Lordstown shares tumbled over 18% yesterday and were slightly lower in US premarket price action today. The shares are down sharply from their peaks but are they a good buy after the crash?
Lordstown Motors went public last year through a reverse merger with a SPAC (special purpose acquisition company) DiamondPeak Holdings. Several electric vehicle startup companies including Nikola, Fisker, Canoo, and Arrival took the SPAC route to go public. 2020 was an incredible year for electric vehicle shares and Tesla and NIO respectively rose 740% and 1,100% in the year.
Lordstown shares tumble
Lordstown shares crashed yesterday after the company’s CEO Steve Burns and CFO Julio Rodriguez resigned with immediate effect. Also, the company released a report in response to Hindenburg Research’s allegations. Lordstown shares have had a troubled history ever since its listing. While the macro sell-off in electric vehicle shares is weighing heavy on the company, company-specific factors are also at play.

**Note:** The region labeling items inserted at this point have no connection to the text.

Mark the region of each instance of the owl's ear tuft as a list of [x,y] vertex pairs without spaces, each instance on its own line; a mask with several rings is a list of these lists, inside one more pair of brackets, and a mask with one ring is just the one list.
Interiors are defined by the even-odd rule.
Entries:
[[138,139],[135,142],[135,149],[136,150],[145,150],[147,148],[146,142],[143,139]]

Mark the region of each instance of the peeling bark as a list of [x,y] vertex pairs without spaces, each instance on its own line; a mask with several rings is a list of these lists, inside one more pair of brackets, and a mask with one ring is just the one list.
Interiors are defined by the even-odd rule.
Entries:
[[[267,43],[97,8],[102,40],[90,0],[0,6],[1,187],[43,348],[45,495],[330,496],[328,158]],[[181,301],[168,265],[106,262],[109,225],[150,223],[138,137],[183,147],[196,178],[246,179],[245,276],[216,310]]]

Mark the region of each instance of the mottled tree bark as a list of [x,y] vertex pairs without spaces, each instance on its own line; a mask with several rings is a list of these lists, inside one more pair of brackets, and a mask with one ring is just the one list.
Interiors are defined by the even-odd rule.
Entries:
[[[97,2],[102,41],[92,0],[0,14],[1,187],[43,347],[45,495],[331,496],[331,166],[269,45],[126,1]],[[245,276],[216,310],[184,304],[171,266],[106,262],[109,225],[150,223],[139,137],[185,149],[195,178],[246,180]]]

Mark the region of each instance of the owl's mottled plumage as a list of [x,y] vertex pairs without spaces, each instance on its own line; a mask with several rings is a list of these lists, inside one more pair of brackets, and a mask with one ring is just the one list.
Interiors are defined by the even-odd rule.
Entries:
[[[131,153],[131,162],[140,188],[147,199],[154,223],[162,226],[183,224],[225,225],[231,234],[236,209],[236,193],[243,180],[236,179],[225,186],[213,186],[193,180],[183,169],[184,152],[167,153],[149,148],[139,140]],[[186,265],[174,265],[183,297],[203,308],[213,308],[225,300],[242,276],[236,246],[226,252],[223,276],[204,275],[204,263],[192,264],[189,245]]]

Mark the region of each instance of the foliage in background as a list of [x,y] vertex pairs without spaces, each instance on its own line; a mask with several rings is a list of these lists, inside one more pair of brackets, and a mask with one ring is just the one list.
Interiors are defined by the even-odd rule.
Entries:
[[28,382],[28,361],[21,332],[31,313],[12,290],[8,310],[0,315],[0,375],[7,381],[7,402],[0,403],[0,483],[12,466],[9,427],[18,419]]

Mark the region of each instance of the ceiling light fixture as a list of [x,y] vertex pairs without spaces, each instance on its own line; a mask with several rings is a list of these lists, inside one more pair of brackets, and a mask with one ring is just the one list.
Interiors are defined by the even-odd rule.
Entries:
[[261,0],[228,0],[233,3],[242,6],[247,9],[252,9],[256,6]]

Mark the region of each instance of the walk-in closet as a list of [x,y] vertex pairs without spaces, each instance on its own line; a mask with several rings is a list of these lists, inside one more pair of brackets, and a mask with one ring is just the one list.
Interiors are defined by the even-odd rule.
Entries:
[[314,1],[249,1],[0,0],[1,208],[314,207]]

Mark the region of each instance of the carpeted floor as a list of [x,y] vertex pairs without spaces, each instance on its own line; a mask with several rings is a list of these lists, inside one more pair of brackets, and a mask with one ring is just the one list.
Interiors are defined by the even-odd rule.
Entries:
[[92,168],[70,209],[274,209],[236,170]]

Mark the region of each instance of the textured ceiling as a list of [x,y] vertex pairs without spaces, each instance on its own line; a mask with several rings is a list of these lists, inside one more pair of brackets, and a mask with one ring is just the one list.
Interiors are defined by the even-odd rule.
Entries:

Lordstown investors have several concerns
Hindenburg Research had accused Lordstown Motors of several wrongdoings including faking orders, the viability of its technology, and the company’s production timeline. In its release, Lordstown said that “The Special Committee’s investigation concluded that the Hindenburg Report is, in significant respects, false and misleading. In particular, its challenges to the viability of Lordstown Motors’ technology and timeline to start of production are not accurate.”
However, the company did admit to some of the findings and said that some of the pre-orders could indeed be fictitious. “One entity that provided a large number of pre-orders does not appear to have the resources to complete large purchases of trucks. Other entities provided commitments that appear too vague or infirm to be appropriately included in the total number of pre-orders disclosed,” it said in the release.
Meanwhile, Lordstown Motors ridiculed the allegation that its hub motor technology is not viable. The company also said that while the timeline to begin production in September is tough it is said that it is “achievable.”
Hindenburg Research has built its reputation by successfully targeting several companies. Last year, it had also accused Nikola of fraud. After the allegations, Nikola’s founder Trevor Milton had to quit the company. General Motors also scaled down its partnership with Nikola after the allegations.
Both Nikola and Lordstown are facing an SEC enquiry after the allegations. Earlier this year, Hindenburg had also accused Clover Health, which went public with a SPAC sponsored by Chamath Palihapitiya of hiding material facts. However, Clover Health did not agree to the report and instead called it fictitious.
Lordstown Motors seem to be doing a clean-up exercise as is visible in the shakeup in the top management. The company has appointed Lead Independent Director Angela Strand as Executive Chairwoman of the Company and she will oversee the transition until the company identifies a new CEO.
The crash in Lordstown shares would also impact its capital raising plans. In an SEC filing earlier this month, Lordstown said that “The company believes that its current level of cash and cash equivalents are not sufficient to fund commercial scale production and the launch of sale of such vehicles,” It also raised “substantial doubt” about the ability to continue the business as a “going concern.”
Lordstown needs to raise capital
During their first-quarter 2021 earnings call also it had said that it would need to raise cash. “We are pursuing an Advanced Technology Vehicle Manufacturing (“ATVM”) loan, which is in the due diligence phase, and tax credits and grants across multiple jurisdictions,” said the company in its release. Lordstown had said that it expects to close the loan in the coming months.
Are Lordstown shares worth a look now?
Meanwhile, markets might react positively to the cleanup exercise. Morgan Stanley analyst Adam Jonas believes that the management change is “an important first step for the company to move forward.” He added, “We felt it was untenable for the company to secure necessary new capital with a management team widely seen as potentially not leading the company into the next era of its development.”
From here on, execution will be the key for Lordstown Motors. The company expects to start delivering its Endurance pickup beginning next year. The model will compete with F-150 Lightning whose ICE (internal combustion engine) model has been America’s best-selling pickup for decades. Also, we will have Tesla’s Cybertruck which has an unconventional design but carries the brand persona of Tesla as well as its CEO Elon Musk.
Burns could sell shares
Talking of Lordstown, the road ahead could be bumpy as the new management might discover more skeletons in the closet. Jonas also expects selling from Burns. “Anticipate technical selling pressure related to potential stock disposals from departing management, particularly Mr Burns who is the single largest shareholder of RIDE with a 26.25% stake as of the amended 10-K filed June 8th, 2021 (46.35M shares),” he said in the note.
In Nikola’s case also, Milton had disposed of shares after the lock-up expired. According to Jonas, “the biggest issue facing the company is the dependency of the proposition systems in-hub motors.” While Lordstown said that the technology is viable even if untested, many analysts seem to think otherwise.
There could be more selling pressure on Lordstown shares before they recover. Lordstown shares were trading 1.6% lower in US premarket price action today. The shares have now lost over 70% from their 52-week highs.